In modern Python, the best way is to use list.sort or sorted with key argument.

When you pass key argument, sorting function, instead of comparing elements directly, compares whatever key returned for them.

So, you can pass as key any callable that takes element to be sorted as single positional argument, and returns what the element should be sorted by.
The callable will be called once for each element.

Some simple examples:

   list_ = ['B', 'aaa', 'CC']

   sorted(list_)
=> ['B', 'CC', 'aaa']

   # case-insensitive sorting
   sorted(list_, key=str.lower)
=> ['aaa', 'B', 'CC']

   # sorting by length
   sorted(list_, key=len)
=> ['B', 'CC', 'aaa']

Sorting with key is roughly equivalent to Decorate-Sort-Undecorate pattern:

def decorate_sort_undecorate(iterable, key):
    # 1: decorate:
    decorated = [(key(elem), index, elem) for index, elem in enumerate(iterable)]

    # 2: sort:
    decorated.sort()

    # 3: undecorate: 
    return [elem for key_, index, elem in decorated]

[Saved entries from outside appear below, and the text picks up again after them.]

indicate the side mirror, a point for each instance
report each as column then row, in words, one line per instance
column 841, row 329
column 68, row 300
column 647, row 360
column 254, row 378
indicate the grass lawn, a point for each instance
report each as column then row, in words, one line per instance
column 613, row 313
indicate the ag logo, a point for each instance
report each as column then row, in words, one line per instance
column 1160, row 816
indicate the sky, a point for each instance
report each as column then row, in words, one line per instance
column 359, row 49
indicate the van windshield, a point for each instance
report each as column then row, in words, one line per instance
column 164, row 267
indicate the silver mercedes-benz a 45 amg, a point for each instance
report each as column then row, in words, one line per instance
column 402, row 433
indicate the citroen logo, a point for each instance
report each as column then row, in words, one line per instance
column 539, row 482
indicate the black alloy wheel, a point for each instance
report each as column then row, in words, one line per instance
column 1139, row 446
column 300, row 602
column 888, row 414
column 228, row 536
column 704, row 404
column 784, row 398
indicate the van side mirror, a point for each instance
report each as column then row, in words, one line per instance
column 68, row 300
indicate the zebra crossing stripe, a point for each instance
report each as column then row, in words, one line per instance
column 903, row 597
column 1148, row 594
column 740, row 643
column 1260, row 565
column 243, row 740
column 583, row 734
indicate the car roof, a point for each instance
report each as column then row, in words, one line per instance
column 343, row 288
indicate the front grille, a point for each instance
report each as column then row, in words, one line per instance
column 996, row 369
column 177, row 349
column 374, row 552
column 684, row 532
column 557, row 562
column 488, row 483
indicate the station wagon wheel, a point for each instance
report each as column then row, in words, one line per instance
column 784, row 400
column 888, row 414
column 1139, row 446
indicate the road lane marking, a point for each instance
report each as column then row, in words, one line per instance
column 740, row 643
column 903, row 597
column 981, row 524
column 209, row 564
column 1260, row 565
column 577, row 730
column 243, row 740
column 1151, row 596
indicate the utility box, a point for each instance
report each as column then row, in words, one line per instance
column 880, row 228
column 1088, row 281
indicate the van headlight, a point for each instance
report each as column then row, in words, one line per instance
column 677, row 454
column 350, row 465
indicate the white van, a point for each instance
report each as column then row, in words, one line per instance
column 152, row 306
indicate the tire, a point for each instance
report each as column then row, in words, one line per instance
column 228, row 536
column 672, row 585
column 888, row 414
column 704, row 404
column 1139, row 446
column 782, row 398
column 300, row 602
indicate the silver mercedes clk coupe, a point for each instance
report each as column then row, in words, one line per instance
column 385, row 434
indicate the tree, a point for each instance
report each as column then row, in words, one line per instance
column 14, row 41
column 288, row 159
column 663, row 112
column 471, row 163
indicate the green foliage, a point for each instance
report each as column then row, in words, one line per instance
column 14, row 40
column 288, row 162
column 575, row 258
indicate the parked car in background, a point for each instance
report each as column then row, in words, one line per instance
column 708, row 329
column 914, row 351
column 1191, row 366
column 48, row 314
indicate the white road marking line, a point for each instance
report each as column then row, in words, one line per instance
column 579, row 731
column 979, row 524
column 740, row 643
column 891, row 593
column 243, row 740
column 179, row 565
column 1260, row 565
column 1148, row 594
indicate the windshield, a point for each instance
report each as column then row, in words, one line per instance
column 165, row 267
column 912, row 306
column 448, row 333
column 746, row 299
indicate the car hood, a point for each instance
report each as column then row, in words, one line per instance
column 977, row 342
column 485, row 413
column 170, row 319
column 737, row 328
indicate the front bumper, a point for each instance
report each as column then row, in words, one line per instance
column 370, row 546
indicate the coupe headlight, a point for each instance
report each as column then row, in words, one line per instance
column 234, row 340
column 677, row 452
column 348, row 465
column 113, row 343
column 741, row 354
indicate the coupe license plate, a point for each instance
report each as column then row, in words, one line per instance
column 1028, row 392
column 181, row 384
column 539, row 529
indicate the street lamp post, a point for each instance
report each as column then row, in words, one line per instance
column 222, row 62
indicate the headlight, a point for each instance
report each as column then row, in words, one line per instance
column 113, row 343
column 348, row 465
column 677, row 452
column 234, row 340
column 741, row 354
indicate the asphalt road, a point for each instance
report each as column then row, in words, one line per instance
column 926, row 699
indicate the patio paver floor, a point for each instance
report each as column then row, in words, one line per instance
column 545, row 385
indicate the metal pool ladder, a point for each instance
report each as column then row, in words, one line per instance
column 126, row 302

This creates temporary list (decorated) of 3-element tuples,
which have form: (key_, index, elem), where key_ = key(elem). Then, decorated list is sorted.
Tuples are compared by first non-equal element. This is key_, or if key_s are equal, index. Because there are no equal indexes, elements are never directly compared.
At the end, elements are extracted from decorated into new list, which is returned.